In many columns, I was sharply critical of that judge, a Jimmy Carter-appointed judicial Stalinist named Russell Clark. For my trouble, among other things, I was called a right-wing extremist. My criticisms pale in comparison with the stinging comments aimed at Judge Clark by the Democratic President Pro Tem of the Missouri Senate. His name is Jim Mathewson, and he's from Sedalia. How tough is he on Judge Clark? Judge (pardon the pun) for yourself, from the following excerpt from a wire story generated at last weekend's meeting of editors and publishers in Columbia.
"... [Senate President Pro Tem James] Mathewson, D.-Sedalia, drew applause from the editors when he railed against federal court-ordered spending for school desegregation in Kansas City.
"The state has spent hundreds of millions of dollars in the Kansas City desegregation case and is bracing to spend another $71 million on building programs ordered by U.S. District Judge Russell Clark.

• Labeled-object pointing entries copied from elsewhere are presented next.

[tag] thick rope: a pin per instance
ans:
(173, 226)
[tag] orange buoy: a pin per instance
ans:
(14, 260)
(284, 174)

"State desegregation payments are sliced off the top of Missouri's budget. The expected cuts to comply with Clark's order will mean other schools outside Kansas City are to lose millions, Mathewson said.
"`I think it's a sad commentary,' Mathewson said, when a federal judge `can have rape power over a state budget talk state's rights to me.'
"He suggested the trust funds in Proposition B might be beyond the reach of the federal courts.
"`I can't imagine they're going to go into a special trust fund to rape it,' Mathewson said.
"After the discussion, Mathewson said he finds frustration with the desegregation case as he travels in rural Missouri, `because of this judge who never stands for election like we do.'
"Asked about Mathewson's description of Clark's orders as `rape power' over the state budget, Ashcroft said, `That's an interesting characterization and not far from accurate.'"
That's the end of the wire story. Two observations. One: the biggest single opponent facing supporters of Proposition B the money-for-education-bill on this November's ballot is federal Judge Russell Clark, because of the insane rulings he feels comfortable in handing down.
Two, Sen. Jim Mathewson had best be careful. Should he keep talking such unvarnished good sense, folks will take to calling him a "right-wing extremist."